I currently have a 10 gallon tank with a 13wat cfl bulb and play sand for substrate. After some noob mistakes I have a amazon sword, two vals, 6 brown crypts and 2 more stem plants (can't remember the name). Up to now, I just dose with Fluorish weekly. 

Here are my questions:

1. With DIYCO2 setup do i need to add root tabs?

2. What kind of tubing should i use? Most guides say airline tubing but I read somewhere its better to use silicone tubing. What do you guys recommend?

3. when i start the yest reactor do i need to add seachem prime or can i just use straight up tab water?

4. water at room temperature = lukewarm?

thanks


----------



## Darkblade48 (Jan 28, 2008)

GAT said:


> Here are my questions:
> 
> 1. With DIYCO2 setup do i need to add root tabs?


As most of the plants that you have are heavy root feeders, root tabs can help.



GAT said:


> 2. What kind of tubing should i use? Most guides say airline tubing but I read somewhere its better to use silicone tubing. What do you guys recommend?


Either is fine. Regular airline tubing will harden over time, but is cheap. Silicone tubing is a little more expensive, and some people will claim that CO2 leaks out more from silicone tubing, but the amount that is leaked out is negligible.



GAT said:


> 3. when i start the yest reactor do i need to add seachem prime or can i just use straight up tab water?


If your water has chlorine in it, it could potentially kill the yeast. I have always used tap water and it has been fine. Others have always dechlorinated their water first. No harm in dechlorinating it.



GAT said:


> 4. water at room temperature = lukewarm?


Depends what you consider lukewarm to be. Room temperature is about 22 Celsius or so; this is more like tepid water to me. Lukewarm would be a bit warmer (maybe 30 Celsius). Use tepid water.


----------



## GAT (Oct 8, 2011)

thanks for the quick reply. I am currently using normal air tubing for the DIY CO2 setup. I see 1 bubble per 4 secs, is that normal?


----------



## Darkblade48 (Jan 28, 2008)

GAT said:


> thanks for the quick reply. I am currently using normal air tubing for the DIY CO2 setup. I see 1 bubble per 4 secs, is that normal?


It depends on how much yeast you have, how much sugar you use, how warm the room is, etc.
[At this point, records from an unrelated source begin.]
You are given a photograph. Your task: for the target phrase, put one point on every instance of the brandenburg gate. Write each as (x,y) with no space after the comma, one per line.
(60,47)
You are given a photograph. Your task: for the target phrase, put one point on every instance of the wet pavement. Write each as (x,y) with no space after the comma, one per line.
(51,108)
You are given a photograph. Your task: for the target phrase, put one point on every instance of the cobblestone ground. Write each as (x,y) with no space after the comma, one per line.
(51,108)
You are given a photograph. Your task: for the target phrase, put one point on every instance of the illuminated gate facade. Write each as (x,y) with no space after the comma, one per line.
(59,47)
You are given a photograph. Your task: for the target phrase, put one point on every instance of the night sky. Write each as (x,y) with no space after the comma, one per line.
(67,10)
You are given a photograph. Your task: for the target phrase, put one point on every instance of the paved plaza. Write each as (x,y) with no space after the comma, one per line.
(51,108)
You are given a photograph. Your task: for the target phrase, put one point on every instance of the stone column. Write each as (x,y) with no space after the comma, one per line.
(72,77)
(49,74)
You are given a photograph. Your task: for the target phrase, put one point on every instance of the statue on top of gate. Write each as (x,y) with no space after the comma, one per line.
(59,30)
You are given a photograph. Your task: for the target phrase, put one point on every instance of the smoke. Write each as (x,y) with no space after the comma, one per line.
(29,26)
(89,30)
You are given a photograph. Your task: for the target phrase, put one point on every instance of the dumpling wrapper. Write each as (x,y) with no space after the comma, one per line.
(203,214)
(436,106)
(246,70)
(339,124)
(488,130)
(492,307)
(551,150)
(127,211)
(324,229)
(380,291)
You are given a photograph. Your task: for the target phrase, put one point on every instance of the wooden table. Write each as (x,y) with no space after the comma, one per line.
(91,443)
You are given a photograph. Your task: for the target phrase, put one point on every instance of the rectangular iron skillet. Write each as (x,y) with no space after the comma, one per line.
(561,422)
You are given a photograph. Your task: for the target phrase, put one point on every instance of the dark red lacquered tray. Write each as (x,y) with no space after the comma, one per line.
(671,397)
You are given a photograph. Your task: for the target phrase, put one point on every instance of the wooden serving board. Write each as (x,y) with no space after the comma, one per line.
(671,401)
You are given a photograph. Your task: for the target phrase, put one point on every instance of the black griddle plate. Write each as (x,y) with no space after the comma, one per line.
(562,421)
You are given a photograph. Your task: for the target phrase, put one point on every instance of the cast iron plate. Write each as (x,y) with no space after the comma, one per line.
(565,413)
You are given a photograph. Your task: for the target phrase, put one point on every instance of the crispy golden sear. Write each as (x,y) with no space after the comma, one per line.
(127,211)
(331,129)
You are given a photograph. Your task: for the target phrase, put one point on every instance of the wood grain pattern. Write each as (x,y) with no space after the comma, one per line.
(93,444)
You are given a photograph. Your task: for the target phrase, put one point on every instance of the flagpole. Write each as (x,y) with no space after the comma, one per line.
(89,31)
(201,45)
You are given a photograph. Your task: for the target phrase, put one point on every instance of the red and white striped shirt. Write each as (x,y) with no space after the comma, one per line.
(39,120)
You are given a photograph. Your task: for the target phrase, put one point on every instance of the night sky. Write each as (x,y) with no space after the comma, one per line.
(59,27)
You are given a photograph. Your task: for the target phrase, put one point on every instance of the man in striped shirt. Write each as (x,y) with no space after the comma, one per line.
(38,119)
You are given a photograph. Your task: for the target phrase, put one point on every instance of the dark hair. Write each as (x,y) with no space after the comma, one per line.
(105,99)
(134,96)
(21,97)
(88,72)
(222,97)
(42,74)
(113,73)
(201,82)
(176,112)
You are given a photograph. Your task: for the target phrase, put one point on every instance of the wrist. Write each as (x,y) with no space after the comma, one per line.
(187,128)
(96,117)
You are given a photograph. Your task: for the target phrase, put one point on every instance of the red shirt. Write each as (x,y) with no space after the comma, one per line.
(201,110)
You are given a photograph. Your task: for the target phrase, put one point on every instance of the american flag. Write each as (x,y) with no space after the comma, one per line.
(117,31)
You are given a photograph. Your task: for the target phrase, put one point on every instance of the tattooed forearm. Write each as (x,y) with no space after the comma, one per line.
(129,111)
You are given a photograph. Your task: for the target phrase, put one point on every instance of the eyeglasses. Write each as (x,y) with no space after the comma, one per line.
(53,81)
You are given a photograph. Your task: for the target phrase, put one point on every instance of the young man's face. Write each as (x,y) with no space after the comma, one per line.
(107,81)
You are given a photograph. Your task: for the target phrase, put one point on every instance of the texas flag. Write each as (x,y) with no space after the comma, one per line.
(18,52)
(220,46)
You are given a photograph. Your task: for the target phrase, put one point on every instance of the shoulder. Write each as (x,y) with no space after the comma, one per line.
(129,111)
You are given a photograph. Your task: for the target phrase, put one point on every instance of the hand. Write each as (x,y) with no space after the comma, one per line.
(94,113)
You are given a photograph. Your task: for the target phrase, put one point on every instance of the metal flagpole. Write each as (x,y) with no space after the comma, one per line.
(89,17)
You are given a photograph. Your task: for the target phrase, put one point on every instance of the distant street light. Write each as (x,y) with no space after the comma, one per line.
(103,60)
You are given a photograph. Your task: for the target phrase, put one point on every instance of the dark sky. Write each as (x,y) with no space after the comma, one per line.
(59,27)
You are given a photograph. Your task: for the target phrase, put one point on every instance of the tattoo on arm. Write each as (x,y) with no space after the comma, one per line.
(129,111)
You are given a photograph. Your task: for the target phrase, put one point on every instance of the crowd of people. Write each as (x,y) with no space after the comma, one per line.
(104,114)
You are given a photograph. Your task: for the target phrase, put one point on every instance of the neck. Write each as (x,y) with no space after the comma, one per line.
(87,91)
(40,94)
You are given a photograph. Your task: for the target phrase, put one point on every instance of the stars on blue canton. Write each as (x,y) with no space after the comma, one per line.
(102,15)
It could be a little faster, but it is fine. How long ago did you start the mixture?


----------



## GAT (Oct 8, 2011)

it started to bubble after 15mins. After about 3-4hrs i saw 1 bubble every 1 minute. After 15hrs it stabilized at 1 bubble per 4 secs.


----------



## Darkblade48 (Jan 28, 2008)

GAT said:


> it started to bubble after 15mins. After about 3-4hrs i saw 1 bubble every 1 minute. After 15hrs it stabilized at 1 bubble per 4 secs.


Give it another day or two, and it should increase a bit more.


----------



## GAT (Oct 8, 2011)

its been 4 days and i've been getting a bubble for every 3-4 secs. I'm quite happy it worked on the first try though!


----------